O extraordinário poder das comunicações de massa, as modernas mídias eletrônicas renovam a cada minuto a perplexidade e o interesse do homem contemporâneo diante da proliferação dos signos e de seu funcionamento, muitas vezes caprichoso e obscuro. É por essa razão que a semiótica de Charles Sanders Peirce está na ordem do dia, muitas décadas depois da morte de seu mentor; e é cada vez mais comum ouvir-se falar de Peirce, de símbolos, ícones, índices, semiose, etc. Esse apressado mundo das mídias – que continuamos precisando decifrar, se não quisermos ser devorados – talvez seja um dos principais responsáveis pelo fato de, mesmo estando na moda, Peirce e sua semiótica continuarem sendo conhecidos “de orelhada”.

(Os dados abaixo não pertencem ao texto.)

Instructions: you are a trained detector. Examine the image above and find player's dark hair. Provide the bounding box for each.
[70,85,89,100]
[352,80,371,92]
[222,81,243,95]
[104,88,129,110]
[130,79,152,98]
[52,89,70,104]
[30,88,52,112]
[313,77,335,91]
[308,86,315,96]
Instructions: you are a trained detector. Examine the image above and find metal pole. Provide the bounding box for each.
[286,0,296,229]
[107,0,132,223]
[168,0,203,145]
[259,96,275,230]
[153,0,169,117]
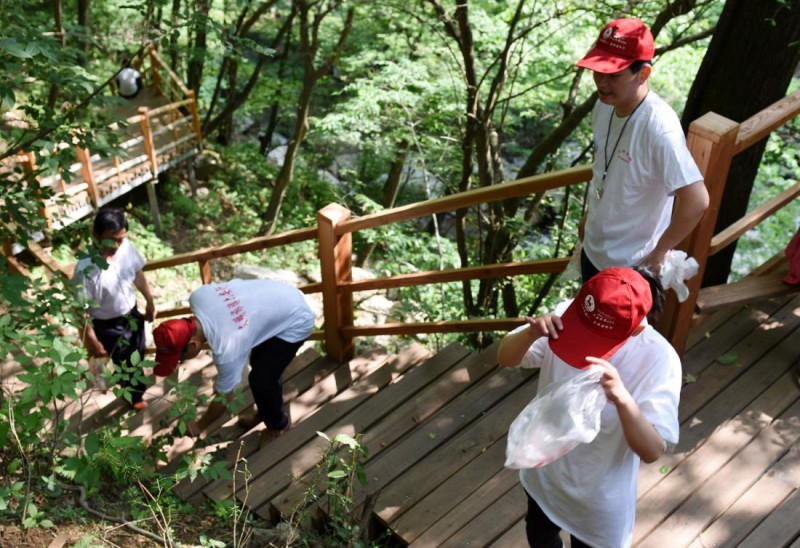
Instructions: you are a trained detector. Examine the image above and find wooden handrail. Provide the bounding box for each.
[150,46,189,95]
[147,99,194,118]
[733,89,800,155]
[708,182,800,255]
[336,166,592,236]
[339,257,569,292]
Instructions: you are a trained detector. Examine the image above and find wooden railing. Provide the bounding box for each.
[659,85,800,352]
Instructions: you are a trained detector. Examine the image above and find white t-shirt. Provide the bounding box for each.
[117,67,142,97]
[583,91,703,270]
[189,280,314,394]
[520,308,681,548]
[73,238,146,320]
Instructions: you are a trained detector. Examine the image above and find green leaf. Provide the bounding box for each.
[333,434,358,449]
[0,86,17,110]
[83,432,100,457]
[0,38,37,59]
[317,432,331,443]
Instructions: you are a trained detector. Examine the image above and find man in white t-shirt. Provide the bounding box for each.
[153,280,314,445]
[576,18,708,281]
[497,268,681,548]
[73,208,156,411]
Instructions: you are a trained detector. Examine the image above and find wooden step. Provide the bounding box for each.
[695,257,800,314]
[384,369,538,546]
[268,345,530,515]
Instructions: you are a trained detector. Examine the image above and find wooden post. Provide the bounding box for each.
[317,204,354,362]
[17,152,52,229]
[75,146,100,211]
[138,107,163,237]
[658,112,739,354]
[186,89,203,142]
[188,156,197,198]
[197,259,211,284]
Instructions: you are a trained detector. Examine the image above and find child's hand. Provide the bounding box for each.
[525,314,564,339]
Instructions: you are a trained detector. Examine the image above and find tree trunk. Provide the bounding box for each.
[78,0,92,67]
[168,0,181,70]
[47,0,67,108]
[682,0,800,286]
[186,0,210,96]
[259,0,355,234]
[356,141,408,268]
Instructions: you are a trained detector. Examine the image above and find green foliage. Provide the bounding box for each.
[287,432,368,547]
[730,119,800,281]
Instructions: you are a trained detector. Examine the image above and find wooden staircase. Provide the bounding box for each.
[59,338,536,545]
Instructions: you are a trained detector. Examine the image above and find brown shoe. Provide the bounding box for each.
[239,413,261,430]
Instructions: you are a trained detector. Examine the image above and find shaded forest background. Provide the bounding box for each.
[0,0,800,544]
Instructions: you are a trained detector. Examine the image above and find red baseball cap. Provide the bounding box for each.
[153,316,195,377]
[549,268,653,369]
[575,17,655,74]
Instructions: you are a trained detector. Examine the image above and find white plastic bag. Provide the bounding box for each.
[505,366,606,469]
[89,356,108,394]
[560,240,583,282]
[659,249,700,302]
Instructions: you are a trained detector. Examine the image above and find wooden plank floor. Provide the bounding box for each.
[65,296,800,548]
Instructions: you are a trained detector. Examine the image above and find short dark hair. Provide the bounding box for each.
[92,207,128,238]
[634,266,665,324]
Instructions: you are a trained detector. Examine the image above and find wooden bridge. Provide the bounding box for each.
[7,54,800,547]
[57,296,800,548]
[12,47,202,232]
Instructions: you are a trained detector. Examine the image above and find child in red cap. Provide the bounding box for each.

Como as linguagens significam as coisas
Lucia Santaella
É na contracorrente desse “ouvir dizer” que Lucia Santaella não se cansa de remar. Como ela mesma diz, “este é um livro de amor pelas minúcias, de calma e paciência para com os conceitos”; a calma e a paciência necessárias para que os pormenores de uma primeira impressão possam revelar-se, por assim dizer, “pormaiores”, capazes de esclarecer, na obra de Peirce, o que já era hábito considerar “obscuro por natureza”.